Allen was pressed to play the lead guard role for Hofstra Saturday against Manhattan, a team that loves to press and trap. And the 6-6 redshirt sophomore never wilted.
Hofstra's 66-59 loss at the Mack Sports Complex had nothing to do with the Bay Shore and Long Island Lutheran product's ballhandling prowess. Allen had four assists to one turnover in 33 minutes and contributed four points and six rebounds while filling in for the injured Dion Nesmith. "He's like your third catcher," coach Joe Mihalich said. "Emergency point guard . . . It's something to really be proud of."
Hofstra (2-5) had a chance to win, too, against one of the top teams in the MAAC. The score was tied at 58 with 2:46 left after two free throws by Pride senior forward Stephen Nwaukoni.

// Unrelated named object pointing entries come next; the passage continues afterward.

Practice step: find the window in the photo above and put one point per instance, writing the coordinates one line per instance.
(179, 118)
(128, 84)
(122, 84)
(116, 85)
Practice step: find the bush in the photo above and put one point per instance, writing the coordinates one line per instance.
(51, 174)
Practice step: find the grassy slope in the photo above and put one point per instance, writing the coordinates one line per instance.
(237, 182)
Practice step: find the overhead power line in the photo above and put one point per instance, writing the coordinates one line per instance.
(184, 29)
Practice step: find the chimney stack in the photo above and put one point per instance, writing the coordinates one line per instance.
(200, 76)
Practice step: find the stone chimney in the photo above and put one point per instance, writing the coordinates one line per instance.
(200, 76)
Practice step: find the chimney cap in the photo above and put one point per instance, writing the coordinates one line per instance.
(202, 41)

Where Nesmith was missed most was guarding the perimeter, especially down the stretch
. Manhattan point guard Michael Alvarado, who had 17 of his 23 points in the second half, hit a floater with 1:32 remaining to put Manhattan (4-2) ahead 62-59. He got into the lane again on the next possession, missing a tough layup before Jaspers big man Rhamel Brown tipped it in for a five-point lead with 25.8 seconds left.
"They were able to drive it,'' Mihalich said. "I think that's the strength of their team. We didn't defend the drive."

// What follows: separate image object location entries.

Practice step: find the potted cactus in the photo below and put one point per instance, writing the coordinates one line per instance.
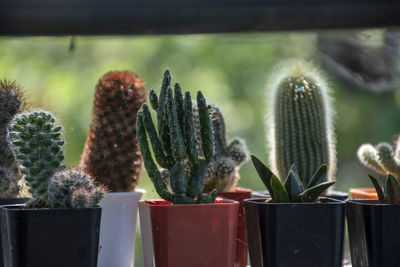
(112, 157)
(373, 226)
(299, 122)
(188, 227)
(223, 172)
(382, 160)
(59, 226)
(12, 101)
(295, 227)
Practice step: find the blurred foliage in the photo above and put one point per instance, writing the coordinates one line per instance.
(231, 69)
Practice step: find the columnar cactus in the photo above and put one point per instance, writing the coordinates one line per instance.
(381, 158)
(11, 102)
(174, 146)
(111, 152)
(299, 121)
(223, 171)
(37, 142)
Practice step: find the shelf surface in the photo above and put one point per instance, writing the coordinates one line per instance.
(108, 17)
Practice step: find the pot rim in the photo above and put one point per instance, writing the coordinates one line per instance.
(221, 202)
(20, 207)
(327, 201)
(370, 202)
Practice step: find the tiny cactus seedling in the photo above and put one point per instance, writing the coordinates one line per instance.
(389, 193)
(223, 171)
(174, 145)
(111, 152)
(381, 158)
(37, 142)
(299, 121)
(12, 101)
(293, 189)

Zeke Upshaw had 14 of his 21 points in the second half to keep Hofstra close. Sophomore Darren Payen had 10 points and freshman Jamall Robinson contributed seven assists.
Nesmith, who is averaging 13.5 points per game, is day-to-day, Mihalich said. A Hofstra spokesman said he has a leg injury. For now, Allen is available.
"I consider myself a basketball player that [can play] 1 through 5," Allen said. "If you can think the game, you can play pretty much any position, barring physical stature.''
He wasn't 6-6 the last time he played point guard, of course, but this version of Allen got the job done. "Now I kind of got my legs and I'm getting some experience," he said. "It's a little better than when I was in third grade."